In the midst of steady rain and these gritty details, Mumbaikars made their way to their offices. Don't speak of our "resilient spirit," they warned. "We expect nothing anymore," said a young woman whose office is a two-minute walk from Zaveri Bazaar. (Read: Maximum City's controlled anger on the morning after)
No Intelligence inputs: Chidambaram
In the morning, Home Minister P Chidambaram, at a lengthy press conference, said it is critical to avoid any speculation about who is responsible for the serial blasts during rush hour. "Nobody so far has claimed responsibility for the attacks," he said.
"After a gap of about 31 months, Mumbai has suffered another terror attack. I express my regrets", Mr Chidambaram said. "They (the terrorists) chose the places because of the density of the population and the congestion in those areas," he said.
He admitted that there had been no Intelligence input but also said that, "Intelligence is collected every day, every hour. It (blasts) is not a failure of intelligence agencies...whoever has perpetrated the attacks has worked in a very clandestine manner." (Read: Not an intelligence failure, says Chidambaram)
Traces of ammonium nitrate were found at the three locations - investigators worked all night collecting forensic evidence. The nature of the explosives will be determined by a Mumbai lab and the results will be revealed shortly, said Mr Chidambaram.
Security cameras near the three locations were expected till this morning to provide some clues. But the Mumbai Police now says that cameras at Dadar and Zaveri Bazaar have not proved to be helpful; footage from a building near the Opera House blast is still being scrutinized.
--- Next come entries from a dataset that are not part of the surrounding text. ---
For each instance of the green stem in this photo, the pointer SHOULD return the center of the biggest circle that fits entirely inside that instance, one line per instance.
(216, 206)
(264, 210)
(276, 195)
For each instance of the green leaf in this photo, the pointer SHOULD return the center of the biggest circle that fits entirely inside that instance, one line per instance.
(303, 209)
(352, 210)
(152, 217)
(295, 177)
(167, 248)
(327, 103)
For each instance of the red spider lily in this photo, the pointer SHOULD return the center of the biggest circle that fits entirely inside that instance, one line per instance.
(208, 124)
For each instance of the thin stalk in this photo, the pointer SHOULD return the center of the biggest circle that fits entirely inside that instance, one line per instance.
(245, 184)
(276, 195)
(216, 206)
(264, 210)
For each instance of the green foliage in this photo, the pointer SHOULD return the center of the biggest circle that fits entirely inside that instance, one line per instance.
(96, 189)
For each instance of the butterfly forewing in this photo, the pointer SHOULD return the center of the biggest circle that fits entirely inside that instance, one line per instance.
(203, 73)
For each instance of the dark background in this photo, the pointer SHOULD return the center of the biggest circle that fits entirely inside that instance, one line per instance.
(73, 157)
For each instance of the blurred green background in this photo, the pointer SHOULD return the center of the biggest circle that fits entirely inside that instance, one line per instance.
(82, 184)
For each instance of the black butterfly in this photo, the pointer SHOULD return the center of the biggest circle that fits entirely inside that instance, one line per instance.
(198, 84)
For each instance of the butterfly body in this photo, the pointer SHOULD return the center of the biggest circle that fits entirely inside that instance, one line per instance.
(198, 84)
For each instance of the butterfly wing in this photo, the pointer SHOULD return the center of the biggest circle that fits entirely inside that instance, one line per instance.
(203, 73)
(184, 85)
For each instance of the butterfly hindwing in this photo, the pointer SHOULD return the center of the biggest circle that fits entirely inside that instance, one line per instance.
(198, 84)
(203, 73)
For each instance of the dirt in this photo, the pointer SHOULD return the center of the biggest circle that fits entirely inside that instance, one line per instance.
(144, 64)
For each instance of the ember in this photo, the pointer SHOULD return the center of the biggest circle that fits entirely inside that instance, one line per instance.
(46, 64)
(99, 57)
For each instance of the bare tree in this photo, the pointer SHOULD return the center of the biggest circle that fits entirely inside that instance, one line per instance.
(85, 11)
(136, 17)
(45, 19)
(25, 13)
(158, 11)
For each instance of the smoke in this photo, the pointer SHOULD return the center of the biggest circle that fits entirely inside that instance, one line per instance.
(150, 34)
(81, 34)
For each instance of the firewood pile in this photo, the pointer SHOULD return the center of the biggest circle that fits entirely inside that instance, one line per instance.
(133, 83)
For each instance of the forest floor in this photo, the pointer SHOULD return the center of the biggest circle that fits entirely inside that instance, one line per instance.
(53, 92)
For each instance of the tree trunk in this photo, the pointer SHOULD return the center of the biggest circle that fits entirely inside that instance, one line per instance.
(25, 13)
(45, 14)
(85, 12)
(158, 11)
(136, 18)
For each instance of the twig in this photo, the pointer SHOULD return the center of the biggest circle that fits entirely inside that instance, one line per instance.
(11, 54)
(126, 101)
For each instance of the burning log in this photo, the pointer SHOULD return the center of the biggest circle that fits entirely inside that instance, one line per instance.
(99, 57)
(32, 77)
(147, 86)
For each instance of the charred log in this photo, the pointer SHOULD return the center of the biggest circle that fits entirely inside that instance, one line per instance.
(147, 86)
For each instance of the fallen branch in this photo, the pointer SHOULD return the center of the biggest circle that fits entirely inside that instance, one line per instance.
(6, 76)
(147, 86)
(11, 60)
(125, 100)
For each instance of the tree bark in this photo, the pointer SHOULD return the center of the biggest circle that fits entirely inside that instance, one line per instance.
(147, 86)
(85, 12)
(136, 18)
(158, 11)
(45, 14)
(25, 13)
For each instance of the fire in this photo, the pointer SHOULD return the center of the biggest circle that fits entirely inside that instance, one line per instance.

The most powerful blast of the three was at Zaveri Bazaar, but the one at Opera House - a hub for diamond traders - had the maximum impact because of the way the explosive was placed. Eleven people were killed and 73 people were injured at this part of South Mumbai.
The injured are being treated at KEM (022-24136051), Nair (022-23085379), Harkishandas (022-23855555/30095555), Saifee (022-67570111).